Determine the Hardware Requirements
The total number of pages and average size gives roughly the disk space requirement.
Disk Space
The crawler uses space to store crawled documents. Pages are compressed. For an internet crawl, the average compressed page size is about 5kB. For 1 million documents, this amounts to 5GB.
The crawler needs between 2-3 disk accesses (I/O) for each crawled document. This corresponds to 2 IO/s/thread, so 100 IO/s for 50 threads. For reference, this saturates a standard SATA disk. Fast crawlers require RAID arrays, SAS disks, or SSDs.
During compaction operations, the crawler storage may temporarily use 50% more disk space.
CPU
Nowadays CPU is not a bottleneck for the crawler. A single AMD Opteron 2346 HE core (2007 CPU) supports up to 40 crawl threads.
Network Bandwidth
Network bandwidth use is directly computed from average document size and crawl speed.
On the internet, an average of 30kB per document means about 200kbps of bandwidth per thread, or 20Mbps for 100 threads.
Memory
A crawler has a base memory consumption of 500MB to 1GB, plus 50-100MB per thread, depending on crawled documents.

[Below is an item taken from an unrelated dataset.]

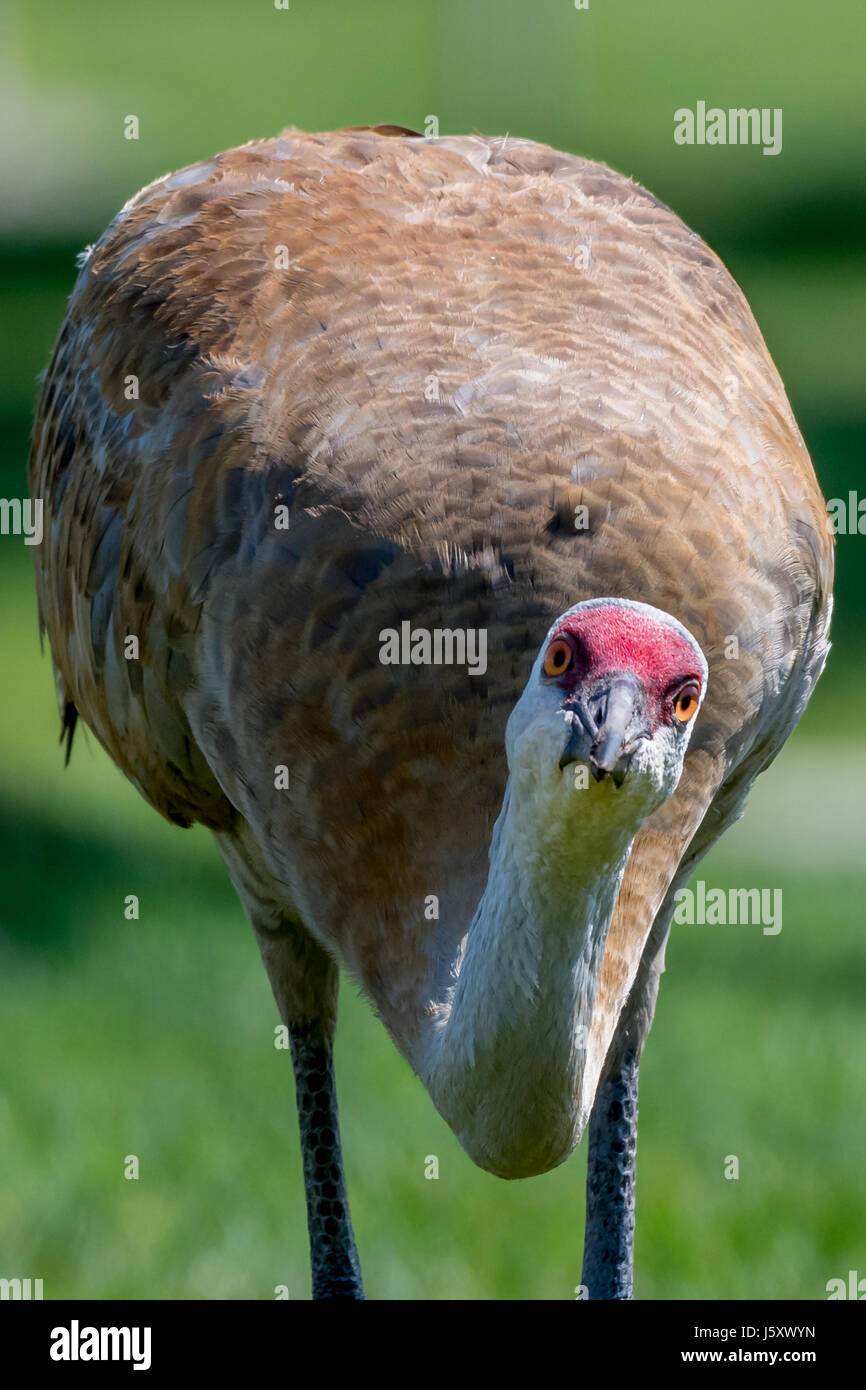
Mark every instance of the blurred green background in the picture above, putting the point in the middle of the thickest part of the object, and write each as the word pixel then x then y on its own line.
pixel 156 1037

Stored documents also use about 40B. Example: with 50 threads and 10 million crawled documents, a crawler uses 500MB + 50*50MB + 10000000*40B, or about 3.5GB.
Temporary Memory Use
During compaction operations, the crawler may temporarily use twice the size of the 80 biggest crawled documents.
For 30MB pdf documents, this amounts to 4.8GB.